The company’s original plan, which would have drained Fish Lake and stored waste rock and dirt on the dry lake bed, was rejected in 2010 by a federal panel due to “significant adverse environmental effects on fish and fish habitat, on navigation, on the current use of lands and resources for traditional purposes by first nations,” as well as adverse cumulative effects on grizzly bears in the south Chilcotin.
The B.C. Environmental Assessment Office had given the green light to the mine.
Taseko’s revised proposal — New Prosperity — is in the midst of a new environmental review process.

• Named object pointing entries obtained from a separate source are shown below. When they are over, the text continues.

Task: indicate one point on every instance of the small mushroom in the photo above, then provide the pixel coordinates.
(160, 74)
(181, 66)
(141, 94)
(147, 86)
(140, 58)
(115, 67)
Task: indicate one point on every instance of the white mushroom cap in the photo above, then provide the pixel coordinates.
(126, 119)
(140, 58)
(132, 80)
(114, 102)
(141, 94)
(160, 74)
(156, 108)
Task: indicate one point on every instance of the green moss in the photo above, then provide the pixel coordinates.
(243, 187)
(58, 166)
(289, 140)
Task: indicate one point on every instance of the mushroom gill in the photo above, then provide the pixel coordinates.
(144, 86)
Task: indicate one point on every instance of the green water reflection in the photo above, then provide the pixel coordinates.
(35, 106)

The Sun reported last month that the federal panel had discovered a “major deficiency” in Taseko’s environmental-impact statement filed Sept. 26 and wants to know the impact of the proposed mine “in combination with other past, present or reasonably foreseeable projects or activities” before the environmental assessment process advances.

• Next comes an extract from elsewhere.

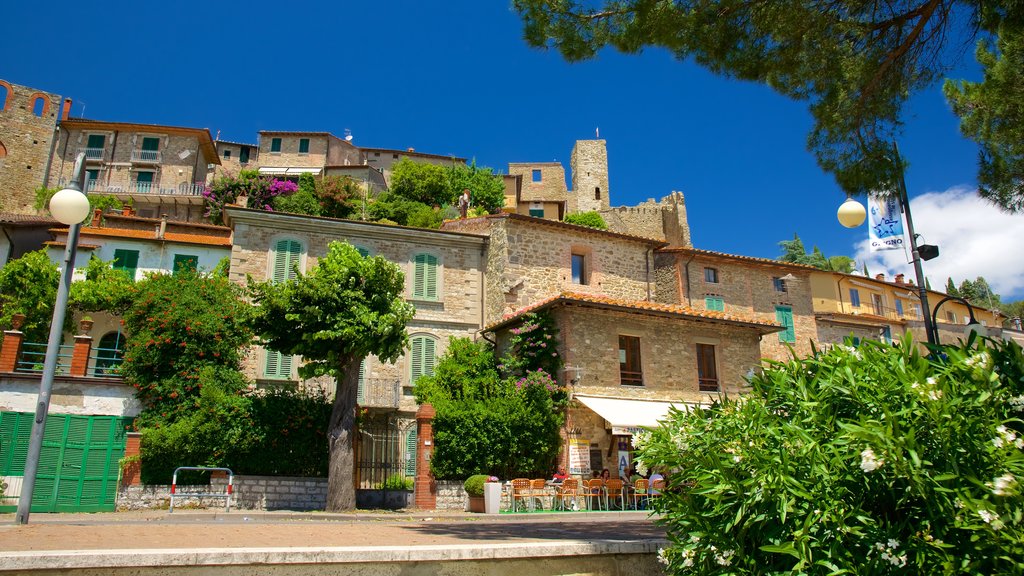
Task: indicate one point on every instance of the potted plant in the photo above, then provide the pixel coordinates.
(474, 488)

New additional documents — a 77-page “deficiency statement” — posted on the agency’s website list a slew of additional questions that also must be resolved in a “complete and timely manner,” panel chairman Bill Ross wrote in a letter to Taseko.

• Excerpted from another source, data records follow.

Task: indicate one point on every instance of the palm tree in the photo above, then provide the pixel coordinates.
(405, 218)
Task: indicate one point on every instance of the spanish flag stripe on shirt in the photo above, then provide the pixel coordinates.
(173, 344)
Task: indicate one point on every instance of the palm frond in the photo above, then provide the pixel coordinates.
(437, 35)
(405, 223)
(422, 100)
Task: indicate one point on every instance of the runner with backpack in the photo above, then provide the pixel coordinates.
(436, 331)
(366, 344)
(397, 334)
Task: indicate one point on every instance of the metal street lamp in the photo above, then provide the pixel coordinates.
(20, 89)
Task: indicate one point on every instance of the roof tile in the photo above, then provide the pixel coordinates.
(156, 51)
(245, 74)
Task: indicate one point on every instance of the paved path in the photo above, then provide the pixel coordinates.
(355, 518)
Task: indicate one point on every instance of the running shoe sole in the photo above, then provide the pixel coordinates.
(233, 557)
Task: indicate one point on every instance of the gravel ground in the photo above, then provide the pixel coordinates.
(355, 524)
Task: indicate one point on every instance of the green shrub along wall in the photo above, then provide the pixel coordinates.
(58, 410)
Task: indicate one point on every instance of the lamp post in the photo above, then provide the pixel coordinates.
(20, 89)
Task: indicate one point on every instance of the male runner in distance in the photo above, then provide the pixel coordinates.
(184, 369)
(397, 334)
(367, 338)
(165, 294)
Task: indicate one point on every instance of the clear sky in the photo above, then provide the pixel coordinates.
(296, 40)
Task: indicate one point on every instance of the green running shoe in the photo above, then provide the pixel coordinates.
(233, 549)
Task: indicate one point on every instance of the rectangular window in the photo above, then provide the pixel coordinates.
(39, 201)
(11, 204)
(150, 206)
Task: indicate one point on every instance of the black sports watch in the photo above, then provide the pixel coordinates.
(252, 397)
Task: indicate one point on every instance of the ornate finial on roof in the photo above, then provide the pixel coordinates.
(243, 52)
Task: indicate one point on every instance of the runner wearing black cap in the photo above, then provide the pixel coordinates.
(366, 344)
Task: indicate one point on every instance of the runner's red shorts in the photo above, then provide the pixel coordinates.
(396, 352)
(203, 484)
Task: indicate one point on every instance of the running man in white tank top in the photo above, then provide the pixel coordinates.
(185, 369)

Brian Battison, vice-president of corporate affairs for Taseko, said in response Monday it is a “normal routine course of business” for review panels to issue requests for further information on complex environmental-impact statements.
“They don’t look difficult to answer,” he said. “We’re beavering away on them now. I don’t see anything that requires additional study or field work. It’s more a matter of clarifying the material already there.”
As for outstanding funds owed to cover costs incurred by the federal panel during the first review, Battison said it would be paid in due course. “It’s expensive,” he noted. “We’ve paid a lot of it off. There is no deadline that we’ve been aware of. We’ll pay as we can and as we’re doing.”
The panel seeks more information, in part, on:
A draft habitat compensation plan, mitigation measures, and effects related to rare plants, ecological communities of conservation concern, species at risk, and grizzly bear core habitat.
The health effects of the project, including noise, light and dust, on workers, people visiting the area for recreation, and on aboriginal people making traditional use of the area.
Potential effects of increased hunting associated with development of the mine.
Fisheries values and fish habitat in Little Fish Lake.
Loss of old forest along the mine’s 125-kilometre transmission line,
Potential effects of disturbance of arsenic-bearing soils on air and water quality, fish, vegetation, wildlife and human health.
Operation of a water-treatment facility.
New Prosperity, located about 125 kilometres southwest of Williams Lake, would have an estimated average annual production of 108 million pounds of copper and 247,000 ounces of gold production over a 20-year mine life.
Taseko also owns 75 per cent of Gibraltar Mine, the second largest open-pit copper-molybdenum mine in Canada, located about 60 kilometres north of Williams Lake.
Photo: The site of Taseko’s controversial New Prosperity Mine project.